This isn't overall correct. Lots of what are casted as insurmountable problems are basic modeling questions. If they are actually completely ignored, then ya, that shop has a bad model, e.g. the shops in 2016 that assumed independent errors across states. https://www.nytimes.com/2020/11/01/opinion/election-forecasts-modeling-flaws.html
538 releases calibration plots for all of their out of sample future forcasts. 538's shop makes predictions that are on average actually very well calibrated. It's a shop level rather than model level reputation, but their performance isn't unknowable. https://projects.fivethirtyeight.com/checking-our-work/
There's also nothing uniquely broken about having n=12 elections. For starters, they forcast states so 600+ polls->outcomes, with of course some multilevel nesting within year. They also forcast house, senate, and governor races, which produces shop level priors.

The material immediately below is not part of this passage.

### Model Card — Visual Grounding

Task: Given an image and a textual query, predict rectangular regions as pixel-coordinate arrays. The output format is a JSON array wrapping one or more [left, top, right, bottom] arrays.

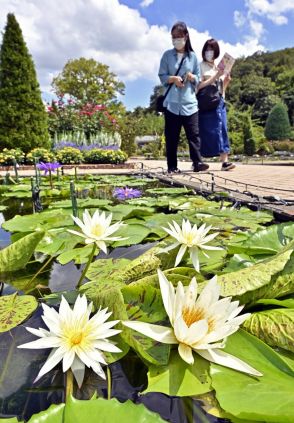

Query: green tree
[[0, 13, 50, 152], [264, 103, 291, 141], [276, 69, 294, 125], [52, 57, 125, 106]]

"polling data we have is relatively sparse.' is just false. There are 25 different polls of Florida right now. Lack of measurement at least today isn't the problem, although it gets sparser the further back you go.
In fact, fundamentals is used as a very weak prior exactly when polls are sparse. By election day I believe its weight is reduced to zero or nearly zero.
"Even small shifts like that matter greatly" is true for only close elections. Nate keeps talking about 1 or 2 standard deviation sized typical errors in the polls. In 2016, Trump was only 1 typical standard error away from winning, the forcast explicitly says what you're warning
Endogeneity is also overblown. If forcasts didn't exist hack political reporters still would. It's not like Comey couldn't read the USA Today and reach the same rationalization. Coming out or staying home based on how close the race is ubiquitous
The alternative is kind of insane. Let's be less systematic in how we evaluate polling and voting on the off chance less informed voters become more likely to turn out. There's clearly signal here. There's clearly people working hard to extract it for us.
The solution is to make people more sophisticated at evaluating forecasts so they in turn demand more transparency and performance evaluations across shops. Sowing general distrust is a poor substitute for specific methodological critiques and solutions.
We should be so lucky to have the social sciences start systematically documenting even our trash in-sample performance like good forcasters routinely do for their future genuinely out of sample performance.
2016 was special because so many cheap copycats of 538 sprung up, NYT, Wang, etc. with aweful one time >99% clinton forecasts. Sturgeon's law- 90% of anything is crap applies. Skeptical should be the default all the time- and then there are formal ways for a model to earn trust.